Once thinking about any solution hope it is fair to evaluate what the explore has to say regarding how effective the remedy is. For individuals suffering from peripheral neuropathy, there is great information regarding chinese medicine.

A 2007 examine entitled “Clinical commentary on bring about of acupuncture in healing diabetic peripheral neuropathy” concerned a overall of 60 participants.
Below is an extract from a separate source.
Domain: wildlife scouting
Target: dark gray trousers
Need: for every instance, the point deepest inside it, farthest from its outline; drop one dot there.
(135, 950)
The study observed which individuals receiving chinese medicine had a statically higher remodeling in neurological signs and symptoms as well as enhanced nerve act for each sensory and engine nerve conduction when in contrast to the control organization team.
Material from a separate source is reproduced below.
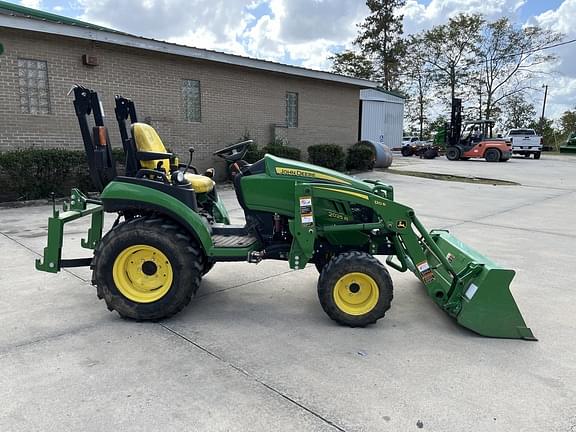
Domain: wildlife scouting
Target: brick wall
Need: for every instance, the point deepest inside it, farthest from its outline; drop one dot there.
(234, 99)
An additional examine carried out in Africa in 2006 located that for the 126 individual patients which received traditional chinese medicine for person suffering from diabetes peripheral neuropathy, 86% deemed the therapy as being efficient for lowering symptoms in their fingers and ft.

In a 2006 Canadian examine entitled “Traditional chinese medicine treatment for chemotherapy-induced peripheral neuropathy–a claim series” chinese medicine was utilized in five instances to decrease neuropathic pain in cancer patients. The chinese medicine treatment was considered effective in these instances where medication had failed.

And finally, in a Chinese language examine involving 90 participants, individuals receiving whole body or arm and ankle traditional chinese medicine has appreciably improved blood vessels glucose and lipids, decreased bloodstream viscosity, and enhanced features of peripheral nerve cells, therefore provoking therapeutic results for diabetic peripheral neuritis when in contrast to the control organization team. The examine additionally observed no significant difference in between the full body group and the ankle and arm remedy group.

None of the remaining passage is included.